On the other hand, if you don’t normalize, then the learning rate becomes more sensitive to \(N\). I suggest starting with something like \(100 / N\). For some choices of gamma and gr_eps, the LargeVis cost can be negative (which has no particular significance), so you will want to set min_cost = -Inf to stop the optimization stopping. If you set normalize = TRUE, then based on my experience with t-EE, then eta = 100, gr_eps = 1 is an ok choice if you don’t want the hassle of setting a data dependent learning rate.
Finally, for other choices of gamma and gr_eps, although they converge just fine, you may observe that the usual cost change tolerance doesn’t trigger. This is because the cost function can actually increase by a very very small amount (although the formatting of the error: when verbose = TRUE won’t show this). This is entirely a numeric issue and not due to an actual divergence (the layout doesn’t perceptibly change), and the gradient converges to a small 2-norm as shown by the ||G||2 part of the logging.
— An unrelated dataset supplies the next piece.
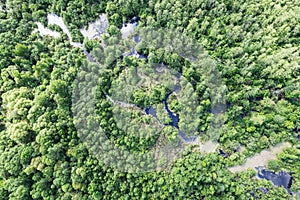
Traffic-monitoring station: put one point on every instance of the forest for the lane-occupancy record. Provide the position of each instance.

Set the g2tol under these circumstances to trigger early stopping due to the gradient 2-norm falling below a certain value. This is dataset dependent but values between 1e-5 to 1e-7 are probably good, but conservative choices.
Here are some results using the settings above, and trying out a few difference combinations of whether to normalize, values of gamma and gr_eps. I used a dataset-dependent value of eta for all results, even when normalize = TRUE. I increased max_iter = 5000 for all the results to take into account that the learning rate might not be optimal.
The top left result is normalized LargeVis with gamma = 1, gr_eps = 0.1. This is quite close to a naive transfer of the SGD settings. On the top right are the same settings, but not normalizing. On the bottom left are the un-normalized LargeVis results with gr_eps reduced to 1e-6. On the bottom right is the un-normalized LargeVis gr_eps = 1e-6 and a substantially reduced \(\gamma\), gamma = 1e-3, a value I suspect is a reasonable choice for full-gradient LargeVis.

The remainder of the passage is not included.